As AutoGluon performs so many tasks, the final model accuracy usually improves the longer it has to train.  We recommend 1-2 hours.

We begin by importing the retip library, loading our datasets, and calculating descriptors as before.

In [2]:
try:
    import retip
except:
    # add the parent directory to the path to load the Retip library locally in case it isn't installed
    import os, sys
    sys.path.insert(1, os.path.join(sys.path[0], '..'))
    
    import retip

In [3]:
dataset = retip.Dataset(target_column='RT').load_retip_dataset(
    training='../example_data/Plasma_positive.xlsx', training_sheet_name='lib_2',
    validation='../example_data/Plasma_positive.xlsx', validation_sheet_name='ext')

In [4]:
dataset.calculate_descriptors()
dataset.preprocess_features('metabolomics')
dataset.split_dataset(test_split=0.2, seed=101)

Calculating descriptors for training dataset


100%|█████████████████████████████████████████████████████████████████████████████████████████████████████████████████████████████████████████████████████████████| 494/494 [02:02<00:00,  4.03it/s]


Calculating descriptors for validation dataset


100%|█████████████████████████████████████████████████████████████████████████████████████████████████████████████████████████████████████████████████████████████| 358/358 [02:01<00:00,  2.94it/s]
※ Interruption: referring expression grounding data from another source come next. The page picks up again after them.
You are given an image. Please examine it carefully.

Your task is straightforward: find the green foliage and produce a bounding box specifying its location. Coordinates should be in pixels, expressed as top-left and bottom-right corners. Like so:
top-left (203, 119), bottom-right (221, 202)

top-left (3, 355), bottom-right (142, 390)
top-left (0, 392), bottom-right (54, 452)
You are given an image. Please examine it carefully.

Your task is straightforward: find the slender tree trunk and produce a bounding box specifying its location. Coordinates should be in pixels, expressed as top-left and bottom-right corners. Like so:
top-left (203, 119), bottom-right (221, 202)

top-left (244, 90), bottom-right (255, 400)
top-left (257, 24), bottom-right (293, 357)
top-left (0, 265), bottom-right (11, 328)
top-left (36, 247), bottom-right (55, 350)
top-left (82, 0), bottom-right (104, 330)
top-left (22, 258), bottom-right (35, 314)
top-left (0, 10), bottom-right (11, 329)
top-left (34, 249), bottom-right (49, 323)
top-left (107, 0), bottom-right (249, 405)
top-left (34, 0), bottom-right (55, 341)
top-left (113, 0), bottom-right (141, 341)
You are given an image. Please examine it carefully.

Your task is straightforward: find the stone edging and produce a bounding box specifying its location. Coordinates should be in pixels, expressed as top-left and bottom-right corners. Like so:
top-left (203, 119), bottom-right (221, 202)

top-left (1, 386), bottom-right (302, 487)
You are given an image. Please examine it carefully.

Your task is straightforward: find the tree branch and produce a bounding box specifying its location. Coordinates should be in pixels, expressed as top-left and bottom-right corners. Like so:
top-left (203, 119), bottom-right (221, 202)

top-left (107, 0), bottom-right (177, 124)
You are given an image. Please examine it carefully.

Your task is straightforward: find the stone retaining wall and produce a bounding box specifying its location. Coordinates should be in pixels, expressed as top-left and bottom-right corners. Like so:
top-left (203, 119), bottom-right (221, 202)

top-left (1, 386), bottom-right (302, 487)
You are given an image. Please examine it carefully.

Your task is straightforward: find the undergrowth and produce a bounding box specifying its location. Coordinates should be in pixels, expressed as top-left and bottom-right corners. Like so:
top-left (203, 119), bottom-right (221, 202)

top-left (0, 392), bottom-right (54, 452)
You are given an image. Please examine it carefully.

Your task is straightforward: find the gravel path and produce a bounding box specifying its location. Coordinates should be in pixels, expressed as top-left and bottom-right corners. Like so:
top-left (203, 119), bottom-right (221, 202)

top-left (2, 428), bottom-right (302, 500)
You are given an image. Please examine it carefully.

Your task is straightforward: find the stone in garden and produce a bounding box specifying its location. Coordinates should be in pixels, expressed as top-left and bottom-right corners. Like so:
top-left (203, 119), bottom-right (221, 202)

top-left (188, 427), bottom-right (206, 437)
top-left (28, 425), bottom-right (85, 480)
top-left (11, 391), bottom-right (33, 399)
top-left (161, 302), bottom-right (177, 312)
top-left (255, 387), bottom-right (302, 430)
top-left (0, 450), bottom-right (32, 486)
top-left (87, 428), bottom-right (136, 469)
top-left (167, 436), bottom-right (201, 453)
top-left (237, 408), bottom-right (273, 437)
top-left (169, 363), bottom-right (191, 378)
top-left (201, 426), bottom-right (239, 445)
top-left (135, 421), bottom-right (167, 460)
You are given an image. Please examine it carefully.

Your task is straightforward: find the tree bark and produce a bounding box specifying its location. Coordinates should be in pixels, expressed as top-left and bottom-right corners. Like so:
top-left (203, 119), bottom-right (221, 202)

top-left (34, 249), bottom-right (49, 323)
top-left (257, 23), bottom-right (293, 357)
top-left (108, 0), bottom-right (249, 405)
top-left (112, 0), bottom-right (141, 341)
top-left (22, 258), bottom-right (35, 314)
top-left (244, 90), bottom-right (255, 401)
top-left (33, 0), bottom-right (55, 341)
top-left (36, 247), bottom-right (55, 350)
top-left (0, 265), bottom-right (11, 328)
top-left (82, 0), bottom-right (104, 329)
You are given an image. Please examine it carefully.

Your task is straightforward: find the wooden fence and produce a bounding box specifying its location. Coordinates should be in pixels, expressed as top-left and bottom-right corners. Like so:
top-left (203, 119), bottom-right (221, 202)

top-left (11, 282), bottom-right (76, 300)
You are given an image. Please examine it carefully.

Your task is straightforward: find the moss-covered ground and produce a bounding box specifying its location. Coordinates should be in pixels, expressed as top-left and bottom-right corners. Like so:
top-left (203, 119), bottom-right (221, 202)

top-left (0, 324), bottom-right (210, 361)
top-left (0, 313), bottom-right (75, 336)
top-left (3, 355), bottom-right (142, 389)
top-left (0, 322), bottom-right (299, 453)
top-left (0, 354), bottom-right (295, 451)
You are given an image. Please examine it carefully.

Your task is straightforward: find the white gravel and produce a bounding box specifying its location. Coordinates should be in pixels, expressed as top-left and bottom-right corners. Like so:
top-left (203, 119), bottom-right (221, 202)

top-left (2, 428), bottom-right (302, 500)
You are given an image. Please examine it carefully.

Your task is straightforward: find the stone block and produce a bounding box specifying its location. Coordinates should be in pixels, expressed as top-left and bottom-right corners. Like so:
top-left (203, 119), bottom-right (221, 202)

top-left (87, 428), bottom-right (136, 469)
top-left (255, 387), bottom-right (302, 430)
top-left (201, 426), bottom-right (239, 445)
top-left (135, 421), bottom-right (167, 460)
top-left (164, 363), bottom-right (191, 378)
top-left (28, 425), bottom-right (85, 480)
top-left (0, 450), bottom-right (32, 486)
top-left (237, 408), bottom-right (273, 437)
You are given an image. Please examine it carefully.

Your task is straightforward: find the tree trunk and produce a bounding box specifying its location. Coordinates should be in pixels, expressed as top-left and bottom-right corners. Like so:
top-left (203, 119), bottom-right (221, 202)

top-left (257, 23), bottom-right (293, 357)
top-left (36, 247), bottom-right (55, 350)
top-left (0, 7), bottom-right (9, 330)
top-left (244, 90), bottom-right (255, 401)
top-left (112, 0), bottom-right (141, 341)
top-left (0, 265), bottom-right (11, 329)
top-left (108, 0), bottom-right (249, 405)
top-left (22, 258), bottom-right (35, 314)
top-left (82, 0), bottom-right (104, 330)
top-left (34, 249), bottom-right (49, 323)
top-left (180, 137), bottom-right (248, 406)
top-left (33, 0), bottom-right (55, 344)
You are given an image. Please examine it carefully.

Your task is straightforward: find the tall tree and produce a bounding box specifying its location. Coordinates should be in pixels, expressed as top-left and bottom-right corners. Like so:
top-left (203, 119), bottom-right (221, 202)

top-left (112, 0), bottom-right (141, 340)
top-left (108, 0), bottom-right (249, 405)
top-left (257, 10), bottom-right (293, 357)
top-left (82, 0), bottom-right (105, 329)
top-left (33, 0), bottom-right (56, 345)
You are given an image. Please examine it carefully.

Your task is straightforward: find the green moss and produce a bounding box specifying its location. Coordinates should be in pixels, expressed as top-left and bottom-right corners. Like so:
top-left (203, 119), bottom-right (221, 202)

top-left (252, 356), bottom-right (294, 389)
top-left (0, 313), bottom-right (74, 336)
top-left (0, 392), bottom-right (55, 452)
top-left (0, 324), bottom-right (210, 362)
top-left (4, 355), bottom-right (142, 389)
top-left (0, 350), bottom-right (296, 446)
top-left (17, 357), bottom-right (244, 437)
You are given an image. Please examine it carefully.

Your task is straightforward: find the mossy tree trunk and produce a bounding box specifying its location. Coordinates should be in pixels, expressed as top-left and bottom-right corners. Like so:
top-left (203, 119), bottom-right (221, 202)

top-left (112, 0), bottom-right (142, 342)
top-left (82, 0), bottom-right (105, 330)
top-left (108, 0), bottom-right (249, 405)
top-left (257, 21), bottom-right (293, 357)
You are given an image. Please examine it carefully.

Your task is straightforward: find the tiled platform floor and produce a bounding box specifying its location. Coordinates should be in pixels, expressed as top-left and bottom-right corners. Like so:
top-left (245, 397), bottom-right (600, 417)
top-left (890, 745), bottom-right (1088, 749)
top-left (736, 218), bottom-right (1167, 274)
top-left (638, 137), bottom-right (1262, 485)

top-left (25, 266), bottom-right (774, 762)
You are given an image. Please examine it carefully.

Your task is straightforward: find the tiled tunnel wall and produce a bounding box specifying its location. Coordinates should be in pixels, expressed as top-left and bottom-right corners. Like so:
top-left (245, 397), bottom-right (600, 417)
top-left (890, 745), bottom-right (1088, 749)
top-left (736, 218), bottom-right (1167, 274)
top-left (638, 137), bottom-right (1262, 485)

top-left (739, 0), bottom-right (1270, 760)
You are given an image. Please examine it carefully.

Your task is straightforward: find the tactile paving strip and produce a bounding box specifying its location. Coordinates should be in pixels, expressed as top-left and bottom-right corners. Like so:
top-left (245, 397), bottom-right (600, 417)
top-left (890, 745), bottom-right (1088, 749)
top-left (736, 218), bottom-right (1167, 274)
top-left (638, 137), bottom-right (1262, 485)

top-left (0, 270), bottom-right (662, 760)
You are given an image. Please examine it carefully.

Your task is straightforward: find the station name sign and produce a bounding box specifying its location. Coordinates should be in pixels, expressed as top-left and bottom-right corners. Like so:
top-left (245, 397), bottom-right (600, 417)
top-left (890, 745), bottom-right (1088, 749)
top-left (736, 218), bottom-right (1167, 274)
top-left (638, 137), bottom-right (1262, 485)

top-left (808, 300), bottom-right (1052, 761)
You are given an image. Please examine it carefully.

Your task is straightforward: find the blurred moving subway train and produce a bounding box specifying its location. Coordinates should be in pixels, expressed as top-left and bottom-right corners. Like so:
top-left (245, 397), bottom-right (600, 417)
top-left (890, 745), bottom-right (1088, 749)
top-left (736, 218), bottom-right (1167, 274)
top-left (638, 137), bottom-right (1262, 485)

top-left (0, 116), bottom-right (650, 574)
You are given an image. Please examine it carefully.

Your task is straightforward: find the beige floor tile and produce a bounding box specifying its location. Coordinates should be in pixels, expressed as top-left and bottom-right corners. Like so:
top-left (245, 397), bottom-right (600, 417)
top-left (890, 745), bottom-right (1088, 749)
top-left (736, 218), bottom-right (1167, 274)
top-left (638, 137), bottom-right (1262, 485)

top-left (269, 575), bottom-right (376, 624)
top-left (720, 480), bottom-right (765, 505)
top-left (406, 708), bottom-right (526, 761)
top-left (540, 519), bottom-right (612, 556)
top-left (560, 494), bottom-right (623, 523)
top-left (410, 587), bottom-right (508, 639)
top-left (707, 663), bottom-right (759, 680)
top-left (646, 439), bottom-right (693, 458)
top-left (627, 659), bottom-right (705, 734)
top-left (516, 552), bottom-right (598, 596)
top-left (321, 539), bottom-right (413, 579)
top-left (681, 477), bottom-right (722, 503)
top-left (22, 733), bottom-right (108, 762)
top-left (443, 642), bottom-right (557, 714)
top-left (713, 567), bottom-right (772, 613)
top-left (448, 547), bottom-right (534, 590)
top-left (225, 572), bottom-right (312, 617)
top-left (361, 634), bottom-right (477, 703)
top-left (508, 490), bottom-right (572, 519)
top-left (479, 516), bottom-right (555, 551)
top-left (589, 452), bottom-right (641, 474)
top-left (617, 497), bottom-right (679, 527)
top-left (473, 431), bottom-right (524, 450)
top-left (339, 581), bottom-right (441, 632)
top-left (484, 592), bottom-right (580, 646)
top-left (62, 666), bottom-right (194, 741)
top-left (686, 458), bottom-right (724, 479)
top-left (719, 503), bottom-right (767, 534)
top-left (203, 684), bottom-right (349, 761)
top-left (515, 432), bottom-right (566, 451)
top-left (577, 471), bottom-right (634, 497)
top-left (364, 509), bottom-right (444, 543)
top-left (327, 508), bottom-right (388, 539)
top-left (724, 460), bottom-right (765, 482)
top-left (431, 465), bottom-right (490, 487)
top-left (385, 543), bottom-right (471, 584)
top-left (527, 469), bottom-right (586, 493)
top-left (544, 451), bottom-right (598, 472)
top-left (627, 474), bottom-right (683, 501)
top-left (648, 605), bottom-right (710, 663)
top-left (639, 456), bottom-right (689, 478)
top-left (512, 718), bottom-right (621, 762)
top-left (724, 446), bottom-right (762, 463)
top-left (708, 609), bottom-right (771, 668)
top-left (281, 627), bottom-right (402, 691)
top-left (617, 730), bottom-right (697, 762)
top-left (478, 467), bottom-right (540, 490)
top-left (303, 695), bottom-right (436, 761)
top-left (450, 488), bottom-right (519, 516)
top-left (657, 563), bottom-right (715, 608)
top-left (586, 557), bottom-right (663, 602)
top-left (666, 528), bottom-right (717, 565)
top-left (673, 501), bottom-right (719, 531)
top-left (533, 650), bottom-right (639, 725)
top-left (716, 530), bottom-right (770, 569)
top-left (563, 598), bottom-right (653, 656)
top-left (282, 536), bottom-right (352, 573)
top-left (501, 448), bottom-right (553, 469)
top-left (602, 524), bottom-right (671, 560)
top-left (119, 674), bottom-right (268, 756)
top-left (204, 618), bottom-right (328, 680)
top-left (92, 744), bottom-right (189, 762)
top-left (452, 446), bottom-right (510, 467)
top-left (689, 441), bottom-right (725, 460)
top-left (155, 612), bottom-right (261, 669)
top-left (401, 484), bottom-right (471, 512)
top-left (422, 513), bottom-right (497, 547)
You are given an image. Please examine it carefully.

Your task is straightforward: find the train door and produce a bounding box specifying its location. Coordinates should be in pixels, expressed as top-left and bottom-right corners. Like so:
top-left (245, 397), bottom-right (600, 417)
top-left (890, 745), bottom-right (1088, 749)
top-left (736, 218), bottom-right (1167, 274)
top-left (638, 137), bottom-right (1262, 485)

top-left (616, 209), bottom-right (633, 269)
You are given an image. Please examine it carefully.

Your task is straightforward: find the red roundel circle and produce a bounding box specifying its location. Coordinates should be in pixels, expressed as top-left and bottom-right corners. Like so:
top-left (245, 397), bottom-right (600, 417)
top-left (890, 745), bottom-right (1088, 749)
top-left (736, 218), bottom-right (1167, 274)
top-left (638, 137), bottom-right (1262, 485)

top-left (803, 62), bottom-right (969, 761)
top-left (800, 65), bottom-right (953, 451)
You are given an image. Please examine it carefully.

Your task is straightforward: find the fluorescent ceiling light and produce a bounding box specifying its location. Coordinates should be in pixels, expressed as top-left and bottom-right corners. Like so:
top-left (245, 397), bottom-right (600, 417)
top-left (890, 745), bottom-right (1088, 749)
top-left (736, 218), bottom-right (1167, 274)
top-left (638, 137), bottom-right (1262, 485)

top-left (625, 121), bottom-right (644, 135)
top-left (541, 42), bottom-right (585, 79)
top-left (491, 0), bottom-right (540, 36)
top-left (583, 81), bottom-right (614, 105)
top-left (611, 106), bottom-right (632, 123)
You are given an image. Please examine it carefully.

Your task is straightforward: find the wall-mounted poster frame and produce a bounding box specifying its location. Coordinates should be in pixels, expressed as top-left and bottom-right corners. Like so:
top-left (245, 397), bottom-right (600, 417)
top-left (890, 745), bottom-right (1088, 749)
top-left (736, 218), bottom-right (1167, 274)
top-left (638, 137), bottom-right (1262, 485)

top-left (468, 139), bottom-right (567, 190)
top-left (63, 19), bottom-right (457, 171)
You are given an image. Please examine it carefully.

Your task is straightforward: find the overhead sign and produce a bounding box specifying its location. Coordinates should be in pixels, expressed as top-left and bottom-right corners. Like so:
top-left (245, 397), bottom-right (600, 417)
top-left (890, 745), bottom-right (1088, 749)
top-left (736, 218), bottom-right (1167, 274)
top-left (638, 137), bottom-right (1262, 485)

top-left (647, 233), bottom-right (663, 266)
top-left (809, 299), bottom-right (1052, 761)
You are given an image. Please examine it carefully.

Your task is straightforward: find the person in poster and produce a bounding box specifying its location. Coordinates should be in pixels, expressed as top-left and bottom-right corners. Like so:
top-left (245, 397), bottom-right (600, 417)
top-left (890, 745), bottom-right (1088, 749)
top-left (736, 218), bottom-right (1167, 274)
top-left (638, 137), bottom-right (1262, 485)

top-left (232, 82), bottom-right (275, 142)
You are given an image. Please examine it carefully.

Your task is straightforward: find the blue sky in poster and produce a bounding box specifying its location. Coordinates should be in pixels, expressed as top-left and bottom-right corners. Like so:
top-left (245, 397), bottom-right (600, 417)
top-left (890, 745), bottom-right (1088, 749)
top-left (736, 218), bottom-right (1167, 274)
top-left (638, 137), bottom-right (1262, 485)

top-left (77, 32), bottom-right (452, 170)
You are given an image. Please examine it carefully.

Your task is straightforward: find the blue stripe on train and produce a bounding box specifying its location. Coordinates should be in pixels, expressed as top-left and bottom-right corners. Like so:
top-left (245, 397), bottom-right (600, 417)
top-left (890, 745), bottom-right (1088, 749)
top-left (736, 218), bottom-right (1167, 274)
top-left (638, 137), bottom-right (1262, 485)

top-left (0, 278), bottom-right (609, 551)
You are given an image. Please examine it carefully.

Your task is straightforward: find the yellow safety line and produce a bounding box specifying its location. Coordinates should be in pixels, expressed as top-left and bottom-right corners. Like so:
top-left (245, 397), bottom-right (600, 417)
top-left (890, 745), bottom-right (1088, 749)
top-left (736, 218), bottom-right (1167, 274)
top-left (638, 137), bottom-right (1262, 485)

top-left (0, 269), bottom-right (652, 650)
Reduced feature set from 1613 to 817


### Training RT Prediction Model

Similarly to XGBoost, we create a model trainer.  The main difference is that we no longer need a cross-validation parameter (AutoGluon takes care of this), and instead we need to specify the training time in minutes.  Here, we select `training_duration=30` to train for 30 minutes.

In [5]:
trainer = retip.AutoGluonTrainer(dataset, training_duration=60)
trainer.train()

No path specified. Models will be saved in: "AutogluonModels/ag-20220907_132926/"


ValueError: Preset 'high_quality' was not found. Valid presets: ['best_quality', 'high_quality_fast_inference_only_refit', 'good_quality_faster_inference_only_refit', 'medium_quality_faster_train', 'optimize_for_deployment', 'ignore_text']

You can score this model using the internal testing data, or alternatively pass in a different `Dataset` object with precomputed descriptors.

In [None]:
trainer.score()

### External Validation

In [None]:
val_data = retip.Dataset('../example_data/Plasma_positive.xlsx', sheet_name='ext')

In [None]:
trainer.score(val_data)

While we still observe the same issue where our training data is not sufficiently representative of our chemical space, the accuracy of the AutoGluon model is notably better than XGBoost, even after only 30 minutes of training.

### Saving/Loading Models

AutoGluon automatically saves its models into a directory called `AutogluonModels`, where each model is saved into a subdirectory named according to when the model started training.  You can use the same saving and loading methods to move these save directories and reload them.

In [None]:
trainer.save_model('Plasma_positve_autogluon-model')

In [None]:
trainer = retip.AutoGluonTrainer()
trainer.load_model('AutogluonModels/ag-20210318_094225')

In [None]:
trainer.score(val_data, plot=True)

If you use AutoGluon a lot, remember to clear out old models from the `AutogluonModels` directory!